The NIST website is displaying a maintenance page saying, "Due to a lapse in government funding, the National Institute of Standards and Technology (NIST) is closed and most NIST and affiliated web sites are unavailable until further notice. We sincerely regret the inconvenience." I hope they do, because a lot of professionals rely on information provided by government agencies.

This is a somewhat jarring experience. I hadn't realized the government affected my daily life in any meaningful way, but now that the documents I'm looking for are not available to me, I'm starting to wonder what preparations I should have made to account for this situation. In fact, I'm thinking like a business continuity planner.
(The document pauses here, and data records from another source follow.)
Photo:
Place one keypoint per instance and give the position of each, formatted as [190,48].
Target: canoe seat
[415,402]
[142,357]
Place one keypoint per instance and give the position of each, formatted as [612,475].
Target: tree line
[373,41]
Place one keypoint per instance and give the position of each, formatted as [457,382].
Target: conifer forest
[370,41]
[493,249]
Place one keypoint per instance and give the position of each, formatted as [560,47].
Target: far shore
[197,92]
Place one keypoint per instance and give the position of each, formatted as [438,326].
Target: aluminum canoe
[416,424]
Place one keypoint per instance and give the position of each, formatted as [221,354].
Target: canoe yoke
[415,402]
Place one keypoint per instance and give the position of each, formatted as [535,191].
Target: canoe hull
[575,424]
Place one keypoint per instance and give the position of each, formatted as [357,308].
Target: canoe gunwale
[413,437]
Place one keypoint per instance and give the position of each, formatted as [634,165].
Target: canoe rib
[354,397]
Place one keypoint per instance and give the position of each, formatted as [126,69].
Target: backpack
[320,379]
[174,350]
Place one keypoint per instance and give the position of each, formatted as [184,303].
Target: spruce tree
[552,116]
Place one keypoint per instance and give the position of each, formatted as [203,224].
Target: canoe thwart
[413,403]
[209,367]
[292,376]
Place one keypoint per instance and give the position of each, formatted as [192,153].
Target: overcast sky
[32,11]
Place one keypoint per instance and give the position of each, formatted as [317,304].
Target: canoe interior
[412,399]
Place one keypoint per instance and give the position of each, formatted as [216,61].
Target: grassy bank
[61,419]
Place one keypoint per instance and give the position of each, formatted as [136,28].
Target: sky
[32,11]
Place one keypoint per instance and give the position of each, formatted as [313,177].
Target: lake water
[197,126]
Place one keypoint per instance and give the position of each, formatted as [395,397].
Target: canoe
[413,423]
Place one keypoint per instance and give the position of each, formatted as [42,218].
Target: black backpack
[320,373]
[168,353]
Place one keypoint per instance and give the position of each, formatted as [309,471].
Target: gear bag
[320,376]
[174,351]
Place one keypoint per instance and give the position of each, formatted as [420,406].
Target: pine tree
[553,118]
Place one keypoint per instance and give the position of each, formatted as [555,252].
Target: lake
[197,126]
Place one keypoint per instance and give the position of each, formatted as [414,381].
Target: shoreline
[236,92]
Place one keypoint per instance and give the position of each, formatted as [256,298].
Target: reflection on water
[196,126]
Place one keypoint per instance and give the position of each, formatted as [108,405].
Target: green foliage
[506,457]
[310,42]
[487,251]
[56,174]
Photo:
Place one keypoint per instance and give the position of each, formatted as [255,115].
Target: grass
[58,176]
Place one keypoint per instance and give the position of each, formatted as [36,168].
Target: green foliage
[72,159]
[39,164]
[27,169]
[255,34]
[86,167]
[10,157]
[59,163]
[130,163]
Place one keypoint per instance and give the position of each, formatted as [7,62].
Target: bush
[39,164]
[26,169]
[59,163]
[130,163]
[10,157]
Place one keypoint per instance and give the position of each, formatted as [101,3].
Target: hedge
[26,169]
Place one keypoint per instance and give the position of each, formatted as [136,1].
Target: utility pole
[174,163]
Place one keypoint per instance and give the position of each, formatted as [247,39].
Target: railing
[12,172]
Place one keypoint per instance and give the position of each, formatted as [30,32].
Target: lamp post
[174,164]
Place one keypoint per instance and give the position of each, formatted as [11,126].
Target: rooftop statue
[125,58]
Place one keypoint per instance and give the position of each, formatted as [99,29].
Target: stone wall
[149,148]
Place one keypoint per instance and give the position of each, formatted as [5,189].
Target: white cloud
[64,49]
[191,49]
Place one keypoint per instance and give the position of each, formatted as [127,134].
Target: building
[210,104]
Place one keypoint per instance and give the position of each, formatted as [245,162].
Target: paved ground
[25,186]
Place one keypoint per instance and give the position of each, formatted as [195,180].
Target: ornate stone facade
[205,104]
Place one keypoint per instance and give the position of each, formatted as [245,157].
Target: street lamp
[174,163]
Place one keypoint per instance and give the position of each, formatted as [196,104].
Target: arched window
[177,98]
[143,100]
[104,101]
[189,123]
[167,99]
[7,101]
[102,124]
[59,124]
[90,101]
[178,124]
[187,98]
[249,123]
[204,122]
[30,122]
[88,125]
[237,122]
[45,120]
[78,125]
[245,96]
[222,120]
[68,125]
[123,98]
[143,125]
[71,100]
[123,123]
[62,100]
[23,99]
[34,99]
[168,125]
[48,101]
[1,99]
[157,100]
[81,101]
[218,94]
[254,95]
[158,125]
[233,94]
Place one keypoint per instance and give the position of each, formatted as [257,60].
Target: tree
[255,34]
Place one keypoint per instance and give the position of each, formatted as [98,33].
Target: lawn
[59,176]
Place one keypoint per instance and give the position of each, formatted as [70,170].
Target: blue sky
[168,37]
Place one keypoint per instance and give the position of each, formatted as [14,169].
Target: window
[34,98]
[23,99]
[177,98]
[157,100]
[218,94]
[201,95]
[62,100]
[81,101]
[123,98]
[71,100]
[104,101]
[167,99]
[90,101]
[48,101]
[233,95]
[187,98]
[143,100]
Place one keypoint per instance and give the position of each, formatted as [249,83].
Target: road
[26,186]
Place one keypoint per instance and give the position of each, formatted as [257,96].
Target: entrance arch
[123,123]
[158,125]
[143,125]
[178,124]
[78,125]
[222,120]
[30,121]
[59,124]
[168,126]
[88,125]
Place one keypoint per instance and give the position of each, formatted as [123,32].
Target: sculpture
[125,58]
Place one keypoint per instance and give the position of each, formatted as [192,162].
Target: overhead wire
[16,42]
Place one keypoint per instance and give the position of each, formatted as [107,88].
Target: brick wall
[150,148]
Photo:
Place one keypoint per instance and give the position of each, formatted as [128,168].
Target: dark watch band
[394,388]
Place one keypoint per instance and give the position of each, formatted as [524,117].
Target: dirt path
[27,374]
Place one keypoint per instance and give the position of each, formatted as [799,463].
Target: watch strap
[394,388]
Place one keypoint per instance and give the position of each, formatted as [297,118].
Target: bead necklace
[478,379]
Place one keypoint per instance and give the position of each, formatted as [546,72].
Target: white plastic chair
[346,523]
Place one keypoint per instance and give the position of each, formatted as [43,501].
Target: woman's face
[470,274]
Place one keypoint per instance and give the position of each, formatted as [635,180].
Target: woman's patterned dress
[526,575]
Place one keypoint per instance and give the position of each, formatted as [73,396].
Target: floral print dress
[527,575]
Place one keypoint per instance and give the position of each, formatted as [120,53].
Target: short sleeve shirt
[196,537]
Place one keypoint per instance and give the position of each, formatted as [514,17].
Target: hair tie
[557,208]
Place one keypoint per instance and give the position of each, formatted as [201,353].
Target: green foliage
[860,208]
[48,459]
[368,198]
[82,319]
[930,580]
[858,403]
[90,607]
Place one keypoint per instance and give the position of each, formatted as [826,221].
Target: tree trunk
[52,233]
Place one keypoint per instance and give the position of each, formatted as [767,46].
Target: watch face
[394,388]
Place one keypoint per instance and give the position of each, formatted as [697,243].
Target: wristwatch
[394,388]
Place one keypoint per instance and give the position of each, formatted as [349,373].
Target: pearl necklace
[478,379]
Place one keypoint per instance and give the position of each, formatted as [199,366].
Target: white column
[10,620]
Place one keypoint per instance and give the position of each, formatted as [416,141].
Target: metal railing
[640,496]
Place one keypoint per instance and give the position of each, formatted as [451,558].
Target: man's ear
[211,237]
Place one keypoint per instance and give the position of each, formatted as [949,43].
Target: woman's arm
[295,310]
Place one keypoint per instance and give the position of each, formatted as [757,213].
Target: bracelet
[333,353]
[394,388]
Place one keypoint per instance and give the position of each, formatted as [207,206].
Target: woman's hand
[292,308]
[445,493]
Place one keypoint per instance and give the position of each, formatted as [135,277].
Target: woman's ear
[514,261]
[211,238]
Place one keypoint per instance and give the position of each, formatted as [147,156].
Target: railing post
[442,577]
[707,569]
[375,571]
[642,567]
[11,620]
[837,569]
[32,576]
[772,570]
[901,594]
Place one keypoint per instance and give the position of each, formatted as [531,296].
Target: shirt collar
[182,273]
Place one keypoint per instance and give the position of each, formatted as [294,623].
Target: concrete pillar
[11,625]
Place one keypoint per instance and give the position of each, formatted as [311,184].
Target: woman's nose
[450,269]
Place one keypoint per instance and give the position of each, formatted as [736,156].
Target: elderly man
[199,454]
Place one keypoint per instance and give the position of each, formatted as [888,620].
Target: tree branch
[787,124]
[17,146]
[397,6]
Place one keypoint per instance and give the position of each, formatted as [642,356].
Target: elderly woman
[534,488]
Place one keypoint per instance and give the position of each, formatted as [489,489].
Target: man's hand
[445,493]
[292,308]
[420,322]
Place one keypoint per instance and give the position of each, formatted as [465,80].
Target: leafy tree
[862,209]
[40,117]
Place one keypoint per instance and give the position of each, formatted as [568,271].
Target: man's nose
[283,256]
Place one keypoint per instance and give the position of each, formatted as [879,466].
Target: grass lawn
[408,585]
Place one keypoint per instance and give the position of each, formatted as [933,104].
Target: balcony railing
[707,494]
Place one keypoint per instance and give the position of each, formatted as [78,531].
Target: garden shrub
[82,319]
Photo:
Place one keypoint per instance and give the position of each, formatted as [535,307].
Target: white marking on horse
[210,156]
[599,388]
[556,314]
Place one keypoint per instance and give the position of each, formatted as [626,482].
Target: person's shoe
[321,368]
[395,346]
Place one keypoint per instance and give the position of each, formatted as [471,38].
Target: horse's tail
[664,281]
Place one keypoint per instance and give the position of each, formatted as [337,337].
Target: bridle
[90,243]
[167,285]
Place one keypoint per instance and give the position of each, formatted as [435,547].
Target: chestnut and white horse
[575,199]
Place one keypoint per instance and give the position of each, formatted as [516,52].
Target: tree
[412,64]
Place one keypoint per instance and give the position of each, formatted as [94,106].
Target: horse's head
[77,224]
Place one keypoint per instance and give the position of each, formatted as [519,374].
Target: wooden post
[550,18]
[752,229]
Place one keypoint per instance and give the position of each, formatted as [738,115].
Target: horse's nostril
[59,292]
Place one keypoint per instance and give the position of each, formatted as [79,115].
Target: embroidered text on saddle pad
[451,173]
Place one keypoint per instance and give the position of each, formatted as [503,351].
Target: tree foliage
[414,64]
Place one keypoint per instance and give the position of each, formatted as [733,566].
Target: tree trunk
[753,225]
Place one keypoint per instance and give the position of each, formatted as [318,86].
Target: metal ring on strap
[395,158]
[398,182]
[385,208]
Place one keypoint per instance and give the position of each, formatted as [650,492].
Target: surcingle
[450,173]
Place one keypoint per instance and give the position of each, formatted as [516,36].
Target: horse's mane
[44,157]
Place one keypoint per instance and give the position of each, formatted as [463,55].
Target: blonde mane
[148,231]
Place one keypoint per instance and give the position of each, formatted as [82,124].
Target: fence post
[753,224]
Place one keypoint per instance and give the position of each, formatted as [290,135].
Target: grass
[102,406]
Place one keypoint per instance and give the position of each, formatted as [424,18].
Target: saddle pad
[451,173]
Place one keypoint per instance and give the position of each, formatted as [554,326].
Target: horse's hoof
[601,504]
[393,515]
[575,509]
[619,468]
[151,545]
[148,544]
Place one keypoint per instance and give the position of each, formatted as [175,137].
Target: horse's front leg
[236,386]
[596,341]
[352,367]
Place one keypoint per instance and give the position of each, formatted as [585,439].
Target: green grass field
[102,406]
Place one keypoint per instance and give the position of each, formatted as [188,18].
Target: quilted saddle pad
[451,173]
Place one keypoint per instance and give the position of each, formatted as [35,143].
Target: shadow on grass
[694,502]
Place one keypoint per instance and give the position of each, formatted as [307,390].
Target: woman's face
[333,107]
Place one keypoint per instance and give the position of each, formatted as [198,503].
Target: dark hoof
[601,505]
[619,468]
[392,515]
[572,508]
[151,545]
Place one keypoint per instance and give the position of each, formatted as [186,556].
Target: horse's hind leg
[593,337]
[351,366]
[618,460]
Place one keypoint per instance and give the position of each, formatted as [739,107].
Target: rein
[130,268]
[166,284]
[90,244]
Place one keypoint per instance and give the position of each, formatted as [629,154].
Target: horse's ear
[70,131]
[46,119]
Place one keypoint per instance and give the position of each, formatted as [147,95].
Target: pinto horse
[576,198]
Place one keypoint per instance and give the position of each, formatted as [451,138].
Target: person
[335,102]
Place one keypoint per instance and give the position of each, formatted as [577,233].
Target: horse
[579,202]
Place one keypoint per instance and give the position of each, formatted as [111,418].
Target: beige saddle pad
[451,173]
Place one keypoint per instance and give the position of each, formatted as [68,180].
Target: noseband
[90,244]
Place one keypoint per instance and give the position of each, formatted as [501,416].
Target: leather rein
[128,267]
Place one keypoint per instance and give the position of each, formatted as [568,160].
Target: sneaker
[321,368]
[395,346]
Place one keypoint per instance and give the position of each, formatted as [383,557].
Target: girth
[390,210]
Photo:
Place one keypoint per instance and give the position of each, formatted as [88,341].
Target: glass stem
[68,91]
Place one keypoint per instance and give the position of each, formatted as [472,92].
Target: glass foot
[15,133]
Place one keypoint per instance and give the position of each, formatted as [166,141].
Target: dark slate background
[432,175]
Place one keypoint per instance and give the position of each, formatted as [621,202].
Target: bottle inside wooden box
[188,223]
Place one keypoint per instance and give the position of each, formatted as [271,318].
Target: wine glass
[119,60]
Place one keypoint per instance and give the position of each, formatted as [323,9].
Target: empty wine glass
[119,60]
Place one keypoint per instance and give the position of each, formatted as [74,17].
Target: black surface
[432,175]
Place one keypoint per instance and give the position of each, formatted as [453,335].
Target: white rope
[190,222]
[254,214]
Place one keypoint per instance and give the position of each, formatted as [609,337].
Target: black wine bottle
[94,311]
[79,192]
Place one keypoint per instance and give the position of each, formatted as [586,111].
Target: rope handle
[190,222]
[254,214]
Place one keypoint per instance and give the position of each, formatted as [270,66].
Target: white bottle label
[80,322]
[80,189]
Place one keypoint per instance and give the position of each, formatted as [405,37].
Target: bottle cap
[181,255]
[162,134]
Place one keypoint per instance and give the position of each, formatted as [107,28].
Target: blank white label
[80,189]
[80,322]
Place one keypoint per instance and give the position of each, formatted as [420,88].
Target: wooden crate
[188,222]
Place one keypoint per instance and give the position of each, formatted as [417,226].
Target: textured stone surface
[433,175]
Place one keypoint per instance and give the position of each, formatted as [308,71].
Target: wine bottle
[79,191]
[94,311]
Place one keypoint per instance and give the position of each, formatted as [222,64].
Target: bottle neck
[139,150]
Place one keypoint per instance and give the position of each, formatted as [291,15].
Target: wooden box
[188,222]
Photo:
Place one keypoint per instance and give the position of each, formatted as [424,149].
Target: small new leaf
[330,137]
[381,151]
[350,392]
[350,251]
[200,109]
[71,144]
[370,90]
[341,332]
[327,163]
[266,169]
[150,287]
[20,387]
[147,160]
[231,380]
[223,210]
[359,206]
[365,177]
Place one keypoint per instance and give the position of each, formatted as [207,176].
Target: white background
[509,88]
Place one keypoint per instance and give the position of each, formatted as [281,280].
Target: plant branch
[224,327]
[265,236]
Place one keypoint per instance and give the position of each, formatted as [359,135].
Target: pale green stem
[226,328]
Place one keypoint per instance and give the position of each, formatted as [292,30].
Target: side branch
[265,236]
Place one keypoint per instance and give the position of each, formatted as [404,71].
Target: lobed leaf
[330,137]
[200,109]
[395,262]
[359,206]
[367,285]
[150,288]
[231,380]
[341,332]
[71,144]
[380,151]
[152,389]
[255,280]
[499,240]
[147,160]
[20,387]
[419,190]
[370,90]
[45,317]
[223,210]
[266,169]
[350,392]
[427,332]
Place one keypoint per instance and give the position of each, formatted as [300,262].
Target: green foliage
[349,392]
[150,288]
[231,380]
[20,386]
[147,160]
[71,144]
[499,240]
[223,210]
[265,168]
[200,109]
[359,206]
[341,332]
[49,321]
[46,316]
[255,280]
Business continuity is all about maintaining or resuming normal operations after a primary process is interrupted or has failed. If I were thinking about this a week ago, I might have considered ways to get the information I need even if the NIST website was unavailable. I can't find any mirrors, but maybe I could have created my own by downloading all the documents to my own hard drive. But now that the only information channel I've been relying on has been interrupted, it's too late. Business continuity planners are supposed to think ahead, to predict what might happen and come up with appropriate countermeasures. I'm not one, but I can see how that reasoning applies to my situation.

My natural response to this is that I should go ahead and download the NIST publications whenever the website comes back up. And that's really a commentary on cloud services in general.

I rely on the cloud daily. If I apply the term loosely, then my reliance extends to all of the websites I use to look up information and perform tasks involving data. The biggest problem with that extensive reliance, of course, is that when sites are unavailable, I don't have access to the information and services I need. Cloud services in general have been plagued by availability problems (as well as data loss and other significant issues). This has implications for all organizations. The convenience and scalability of the cloud is somewhat offset by the risk of your service going dark.

What's the alternative? Your data is either in the cloud -- as with Apple's iCloud, the various DropBox-like services, and even video streaming services like Netflix -- or it's on your own storage. If I don't want to rely on the cloud, I'll have to buy more hard drives and keep copies of the data I need. In today's interconnected world, that's not as easy as it once was. I would have to deal with keeping my data in sync with the cloud. And of course, I would be managing a potentially huge amount of data instead of relying on services to do that. And what about Wikipedia or IMDB? They hold way too much data to mirror.

Hopefully, I'll be able to follow through next month with the column I was originally planning to write this month, before the NIST website was shut down. With any luck, the government will be working again by then.